I think Rhyder was on to something when he said that this year's Bulls team is in a different, more difficult position than last year's was as far as the roster makeup. Last year, that departed center had to come out and provide something in order to stay on the floor because if he didn't, we had Tyson waiting on the bench to provide energy, AD providing steady effort on both ends, and a surprisingly effective OFella. So if he didn't get us rolling offensively or provide good two-way effort or both, that individual saw his minutes slashed at least for that game if not longer. This year, even in his pathetically inept form, Tyson was our only chance to have something worthwhile on our frontline. AD is gone, the lad who used to be here is also gone, and Othella apparently has been replaced by Dickie Simpkins minus the rebounding this season - and now Songaila is even on the shelf. If we don't play Tyson, our whole lineup will be 6'9" or shorter and poor on the glass and interior help defense. We don't have a freaking choice. Sink or swim with Tyson. So, I think almost all of us were incredibly frustrated with Tyson for the first half of the season, but were also resigned to the fact that he's on a huge deal now, we have no frontcourt, and we have to just grit our teeth and hope that he'd remember how to play. He's had spurts, but even now he's not doing what a lot of us thought he'd be doing.

So, it's a different dynamic. We're basically forced to stay in Tyson's corner at the moment. If he continues to be a total clod, we're stuck with him and his deal. If he plays at least well enough to prove he has a pulse, he's providing something to the team and resurrecting his trade value for down the road. If he gets back to last year's form and builds on it, we have something worth keeping. But just saying "You suck, Tyson, take a seat for a few months and we hate you" just isn't a viable option right now. That could change in the offseason, we'll have to wait and see. He better put in the work and come back ready to bust some heads, though.


----------



## GB (Jun 11, 2002)

Pippenatorade said:


> Five seasons he's had. Five.
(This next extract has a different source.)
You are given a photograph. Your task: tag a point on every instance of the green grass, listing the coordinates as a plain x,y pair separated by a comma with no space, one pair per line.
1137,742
Why is it Lamarcus Aldridge could easily go from 225 to 245 and yet Tyson's maybe gained 10 pounds in 5 years?


http://www.vistamagonline.com/articles/page.php?tp=1&p=1&id=1&s=ectomorph


----------



## GB (Jun 11, 2002)

ViciousFlogging said:


> Tyson doesn't seem to be scrutinized on the same level despite a dramatic bottoming-out of his play for most of this season.


Difference is the effort thats put into being incompetent. Tyson always tries, it's just that it doesn't always get bang for his 'buck'.


----------



## ViciousFlogging (Sep 3, 2003)

GB said:


> Difference is the effort thats put into being incompetent. Tyson always tries, it's just that it doesn't always get bang for his 'buck'.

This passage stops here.